Stockholm is engaged in a long-term planning initiative to both mitigate and adapt to climate change. The Stockholm Royal Seaport is a new development district with strict environmental requirements on buildings. All buildings will be placed 2.5 m above the average sea level; building materials will be required to resist high humidity; and other requirements call for greenery on roofs, walls, and yards.

These examples represent a starting point for initiatives that local authorities can use to respond to climate change. These initiatives can be pursued through legal and political systems, planning departments, zoning regulations, infrastructure and urban services, real estate markets, and fiscal arrangements. Other specific adaptation and mitigation initiatives related to urban land use include:

• Reduce sprawl by increasing population and building densities, mixing land uses to reduce automobile traffic, and more frequent use of public transit;

• Change building codes to reduce energy use for heating and cooling;

• Restrict land use in areas subject to climate change impacts such as sea level rise and riverine flooding;

• Change building codes and land regulations to reduce damage from climate change hazards, e.g., elevating buildings in flood-prone areas;

• Increase urban tree coverage and vegetation to reduce the heat island effect;

Cities and climate change: The challenges for governance

Local governments face many challenges in their efforts to mitigate and adapt to climate change. For any city, climate is but one of many issues on the local agenda. Governments are also faced with the tradeoffs between current priorities and long-term risks, a situation compounded by the uncertainties that may surround the timing and severity of climate-related impacts in a city.
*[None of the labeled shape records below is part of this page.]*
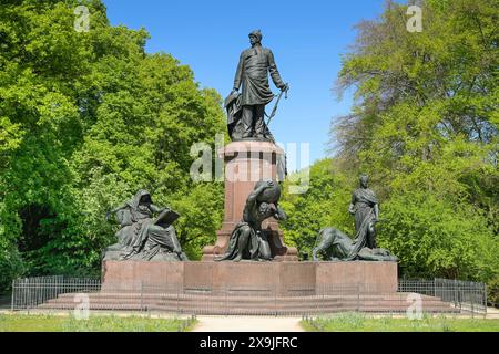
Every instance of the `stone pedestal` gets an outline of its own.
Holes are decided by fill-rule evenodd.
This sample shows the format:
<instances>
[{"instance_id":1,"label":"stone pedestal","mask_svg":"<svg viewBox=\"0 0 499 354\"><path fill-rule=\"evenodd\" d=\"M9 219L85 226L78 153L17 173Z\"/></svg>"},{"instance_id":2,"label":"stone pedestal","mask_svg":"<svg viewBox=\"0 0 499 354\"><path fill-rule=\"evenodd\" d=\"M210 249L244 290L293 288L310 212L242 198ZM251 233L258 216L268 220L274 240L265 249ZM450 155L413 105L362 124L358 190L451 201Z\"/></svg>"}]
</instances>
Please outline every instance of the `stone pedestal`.
<instances>
[{"instance_id":1,"label":"stone pedestal","mask_svg":"<svg viewBox=\"0 0 499 354\"><path fill-rule=\"evenodd\" d=\"M222 229L216 232L214 246L203 249L203 261L223 254L234 227L243 219L247 196L259 180L284 180L284 150L268 142L235 142L218 152L225 162L225 216ZM285 210L286 211L286 210ZM277 221L264 221L262 229L268 235L274 260L297 261L296 248L284 244L283 231Z\"/></svg>"}]
</instances>

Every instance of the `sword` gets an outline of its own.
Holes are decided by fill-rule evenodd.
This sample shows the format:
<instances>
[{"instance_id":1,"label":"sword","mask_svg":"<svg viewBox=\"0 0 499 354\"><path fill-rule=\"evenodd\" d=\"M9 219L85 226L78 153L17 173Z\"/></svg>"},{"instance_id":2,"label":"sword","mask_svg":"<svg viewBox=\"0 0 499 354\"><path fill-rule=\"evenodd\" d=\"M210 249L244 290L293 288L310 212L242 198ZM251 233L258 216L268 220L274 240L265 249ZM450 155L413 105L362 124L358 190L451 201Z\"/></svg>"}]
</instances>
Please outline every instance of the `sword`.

Most cities undertaking climate plans find themselves constrained by fiscal and policymaking limitations. Jurisdictional conflicts over who can or must take action on a specific mitigation or adaptation initiative can make progress challenging. For example, in Mexico City, administrative boundaries do not align with the city’s geographic boundaries and carbon-relevant functioning. Similar issues exist in Paris, where the Plan Climat de Paris is focused on the 105 km2 area under the direct control of the Maine de Paris, a fraction of the Paris metropolitan region which totals 700 km2 and is under the jurisdiction of three other departements. In Durban, local officials are seeking to ensure that climate change does not get pigeonholed as simply an environmental issue, but instead is more appropriately seen as a development-related challenge.

Despite these difficulties, cities around the world are committing to action on climate change, entering into dialogues with state, provincial, and national governments to discuss their climate policy agendas. Cities are also increasingly focused on data gathering, both to improve internal management practices and to allow for comparison with other cities around the world.

In examining how cities are delivering effective action on climate change adaptation and mitigation, four key factors emerge:

• Effective leadership is critical for overcoming fragmentation across neighborhoods and sectors when building consensus on the climate change agenda in cities;

• Efficient financing is a core requirement for empowered governance in cities; success to date with efforts to confront climate change challenges has been hampered due to deficient financing;

• Jurisdictional coordination across city, state, and national governments is one of the most pressing challenges common to cities worldwide; and,

• Citizen participation can help in development of inclusive local government decision-making on climate change.